Isolation of Clostridium perfringens type B in an individual at first clinical presentation of multiple sclerosis provides clues for environmental triggers of the disease.

PLoS One

Tri-Institutional M.D.-Ph.D. Program of Weill Cornell Medical College, Rockefeller University and Memorial Sloan-Kettering Hospital, New York, New York, United States of America ; The Brain and Mind Research Institute and the Department of Neurology, Weill Cornell Medical College, New York, New York, United States of America ; The Laboratory of Bacterial Pathogenesis and Immunology, Rockefeller University, New York, New York, United States of America.

Published: August 2014

We have isolated Clostridium perfringens type B, an epsilon toxin-secreting bacillus, from a young woman at clinical presentation of Multiple Sclerosis (MS) with actively enhancing lesions on brain MRI. This finding represents the first time that C. perfringens type B has been detected in a human.
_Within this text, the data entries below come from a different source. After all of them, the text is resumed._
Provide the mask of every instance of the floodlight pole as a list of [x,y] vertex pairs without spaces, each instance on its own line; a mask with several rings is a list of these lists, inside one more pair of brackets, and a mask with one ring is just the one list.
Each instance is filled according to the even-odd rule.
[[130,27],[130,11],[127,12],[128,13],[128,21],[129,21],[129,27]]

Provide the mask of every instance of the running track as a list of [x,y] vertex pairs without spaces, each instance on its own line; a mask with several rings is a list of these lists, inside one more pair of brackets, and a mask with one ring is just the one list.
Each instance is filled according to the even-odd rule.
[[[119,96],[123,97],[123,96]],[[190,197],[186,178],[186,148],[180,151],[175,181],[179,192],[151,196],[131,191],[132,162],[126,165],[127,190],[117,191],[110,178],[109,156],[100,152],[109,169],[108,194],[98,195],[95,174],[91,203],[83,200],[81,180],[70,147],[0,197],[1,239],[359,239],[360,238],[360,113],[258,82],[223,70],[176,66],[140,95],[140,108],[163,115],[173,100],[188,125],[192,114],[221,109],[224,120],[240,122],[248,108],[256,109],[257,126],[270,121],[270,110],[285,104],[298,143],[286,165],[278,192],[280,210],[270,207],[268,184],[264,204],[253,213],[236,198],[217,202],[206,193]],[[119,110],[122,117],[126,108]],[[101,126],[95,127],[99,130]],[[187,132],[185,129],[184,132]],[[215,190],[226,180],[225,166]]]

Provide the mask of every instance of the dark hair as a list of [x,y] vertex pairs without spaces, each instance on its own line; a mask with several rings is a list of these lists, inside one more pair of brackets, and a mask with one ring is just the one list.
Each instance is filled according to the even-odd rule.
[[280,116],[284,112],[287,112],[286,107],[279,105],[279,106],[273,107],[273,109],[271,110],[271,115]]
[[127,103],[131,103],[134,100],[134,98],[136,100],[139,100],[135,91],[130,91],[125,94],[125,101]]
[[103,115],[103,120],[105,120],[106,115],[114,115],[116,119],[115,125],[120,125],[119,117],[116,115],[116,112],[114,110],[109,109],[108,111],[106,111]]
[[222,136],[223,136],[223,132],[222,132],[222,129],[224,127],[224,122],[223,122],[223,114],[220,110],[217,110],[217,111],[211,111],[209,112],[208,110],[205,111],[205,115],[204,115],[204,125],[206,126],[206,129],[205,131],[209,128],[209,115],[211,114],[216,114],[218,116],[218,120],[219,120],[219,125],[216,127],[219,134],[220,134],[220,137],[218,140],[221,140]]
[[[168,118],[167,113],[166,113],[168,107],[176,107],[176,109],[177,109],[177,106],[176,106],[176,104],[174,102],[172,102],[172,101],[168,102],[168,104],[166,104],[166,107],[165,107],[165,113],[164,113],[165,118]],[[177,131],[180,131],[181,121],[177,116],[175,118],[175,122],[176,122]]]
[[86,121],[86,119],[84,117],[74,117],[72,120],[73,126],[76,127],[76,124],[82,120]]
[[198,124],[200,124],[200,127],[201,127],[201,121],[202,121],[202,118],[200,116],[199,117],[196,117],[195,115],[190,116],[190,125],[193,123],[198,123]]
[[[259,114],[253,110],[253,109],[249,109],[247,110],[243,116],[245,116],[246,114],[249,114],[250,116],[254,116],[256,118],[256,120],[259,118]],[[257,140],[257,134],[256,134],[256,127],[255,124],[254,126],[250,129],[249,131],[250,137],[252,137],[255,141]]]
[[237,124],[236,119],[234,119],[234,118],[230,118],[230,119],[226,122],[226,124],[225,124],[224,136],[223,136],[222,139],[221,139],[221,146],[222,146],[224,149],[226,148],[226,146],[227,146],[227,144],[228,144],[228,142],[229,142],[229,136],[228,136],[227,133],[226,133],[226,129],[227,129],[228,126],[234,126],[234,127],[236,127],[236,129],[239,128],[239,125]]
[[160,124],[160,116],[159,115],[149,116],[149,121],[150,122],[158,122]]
Epsilon toxin's tropism for the blood-brain barrier (BBB) and binding to oligodendrocytes/myelin makes it a provocative candidate for nascent lesion formation in MS. We examined a well-characterized population of MS patients and healthy controls for carriage of C. perfringens toxinotypes in the gastrointestinal tract. The human commensal Clostridium perfringens type A was present in approximately 50% of healthy human controls compared to only 23% in MS patients. We examined sera and CSF obtained from two tissue banks and found that immunoreactivity to ETX is 10 times more prevalent in people with MS than in healthy controls, indicating prior exposure to ETX in the MS population. C. perfringens epsilon toxin fits mechanistically with nascent MS lesion formation since these lesions are characterized by BBB permeability and oligodendrocyte cell death in the absence of an adaptive immune infiltrate.